In order to test their hypothesis, the researchers monitored and recorded the behavior, specifically the amplitude and proportion of head-bobs throughout the day, of 9 different populations (each on a different island) of brown male anoles. There were control groups which lacked the presence of L. carinatus, and there were experimental groups with varying numbers of L. carinatus present. The results of their study stated that there was no difference in the amount of time spent head-bopping between the control and experimental groups. However there was a significant difference in the amplitude between these groups, with the experimental groups displaying a significantly lower amplitude than that of the control groups.

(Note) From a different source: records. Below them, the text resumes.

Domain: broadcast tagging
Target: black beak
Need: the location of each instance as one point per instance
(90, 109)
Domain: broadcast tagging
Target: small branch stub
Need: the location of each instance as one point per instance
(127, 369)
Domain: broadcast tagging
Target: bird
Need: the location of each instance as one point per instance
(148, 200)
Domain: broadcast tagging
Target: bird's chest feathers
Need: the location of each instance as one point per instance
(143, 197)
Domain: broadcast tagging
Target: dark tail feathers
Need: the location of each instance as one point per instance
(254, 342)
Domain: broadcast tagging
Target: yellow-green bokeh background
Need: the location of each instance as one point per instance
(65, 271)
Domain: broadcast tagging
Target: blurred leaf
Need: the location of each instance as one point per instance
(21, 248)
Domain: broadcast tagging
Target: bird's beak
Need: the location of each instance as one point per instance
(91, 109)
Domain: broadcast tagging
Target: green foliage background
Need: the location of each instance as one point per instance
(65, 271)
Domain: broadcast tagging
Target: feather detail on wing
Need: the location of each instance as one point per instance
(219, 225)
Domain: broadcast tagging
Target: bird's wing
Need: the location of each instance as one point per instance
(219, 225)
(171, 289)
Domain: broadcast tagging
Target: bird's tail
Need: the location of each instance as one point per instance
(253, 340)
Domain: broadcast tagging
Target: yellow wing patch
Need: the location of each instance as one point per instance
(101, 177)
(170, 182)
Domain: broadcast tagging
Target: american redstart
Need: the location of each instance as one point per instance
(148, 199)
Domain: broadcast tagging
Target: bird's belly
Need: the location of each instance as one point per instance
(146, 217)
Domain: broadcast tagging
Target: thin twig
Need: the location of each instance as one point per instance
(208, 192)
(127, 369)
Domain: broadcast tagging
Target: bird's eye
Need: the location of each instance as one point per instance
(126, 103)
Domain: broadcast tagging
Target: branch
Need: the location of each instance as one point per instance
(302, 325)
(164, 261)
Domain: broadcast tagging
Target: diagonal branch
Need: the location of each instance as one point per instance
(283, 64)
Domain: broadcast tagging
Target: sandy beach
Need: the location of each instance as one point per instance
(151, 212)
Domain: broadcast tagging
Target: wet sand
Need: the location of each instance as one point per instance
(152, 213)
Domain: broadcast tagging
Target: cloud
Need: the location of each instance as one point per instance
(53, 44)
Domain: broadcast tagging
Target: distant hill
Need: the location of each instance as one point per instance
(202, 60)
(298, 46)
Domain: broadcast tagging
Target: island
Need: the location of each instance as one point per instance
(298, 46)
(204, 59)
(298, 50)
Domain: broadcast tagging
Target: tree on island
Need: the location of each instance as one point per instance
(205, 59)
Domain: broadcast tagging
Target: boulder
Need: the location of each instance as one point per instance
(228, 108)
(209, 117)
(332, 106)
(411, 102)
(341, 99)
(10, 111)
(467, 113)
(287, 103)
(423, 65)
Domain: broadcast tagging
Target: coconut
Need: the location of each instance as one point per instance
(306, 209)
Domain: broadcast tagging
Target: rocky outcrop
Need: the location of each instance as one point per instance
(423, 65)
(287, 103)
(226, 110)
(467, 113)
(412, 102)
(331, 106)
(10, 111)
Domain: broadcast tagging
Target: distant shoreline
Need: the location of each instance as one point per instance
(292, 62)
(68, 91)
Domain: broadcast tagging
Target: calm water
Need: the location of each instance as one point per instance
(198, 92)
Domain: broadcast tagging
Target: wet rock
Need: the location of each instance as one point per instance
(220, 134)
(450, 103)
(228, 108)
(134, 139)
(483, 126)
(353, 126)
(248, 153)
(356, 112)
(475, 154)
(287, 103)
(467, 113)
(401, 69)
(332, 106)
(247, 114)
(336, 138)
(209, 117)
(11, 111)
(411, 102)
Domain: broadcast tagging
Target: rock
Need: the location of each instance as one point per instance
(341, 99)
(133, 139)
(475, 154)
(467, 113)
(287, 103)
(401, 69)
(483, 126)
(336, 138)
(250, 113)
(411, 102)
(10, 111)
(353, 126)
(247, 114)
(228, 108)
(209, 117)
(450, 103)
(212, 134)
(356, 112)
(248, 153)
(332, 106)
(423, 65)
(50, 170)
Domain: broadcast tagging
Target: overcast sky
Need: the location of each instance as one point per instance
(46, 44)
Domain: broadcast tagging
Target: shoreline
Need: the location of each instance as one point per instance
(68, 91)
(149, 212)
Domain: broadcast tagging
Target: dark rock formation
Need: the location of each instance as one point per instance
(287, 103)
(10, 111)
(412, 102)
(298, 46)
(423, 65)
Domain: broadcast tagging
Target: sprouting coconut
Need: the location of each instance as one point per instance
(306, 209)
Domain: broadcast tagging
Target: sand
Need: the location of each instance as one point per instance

Finally, the researchers concluded that the adjustment, or modulation, of visual signals by A. sagrei in the presence of L. carinatus further provides support for this concept of the influence of the selective pressure of predators on the signals of certain species. Furthermore, they emphasize the importance of this modulation as it can be immediately applied by a single individual and can be scaled, or slightly altered, based on the control/goals of the individual at that moment. They suggest that this lack of difference between the control/experimental groups when it came to proportion of time spent signaling may be due to the greater importance of signaling over the risk of being located by a predator, or may be due to the lack of a significant benefit (when taking into account the significant benefit from the alteration of amplitude) that would come about from adjusting signaling time.
Steinberg, D.S., Losos, J.B., Schoener, T.W.,Spiller, D.A., Kolbe, J.J., & Leal, M. (2014) Predation-associated modulation of movement-based signals by a Bahamian lizard. Proceedings of the National Academy of Sciences of the United States of America. 11(25), 9187–9192.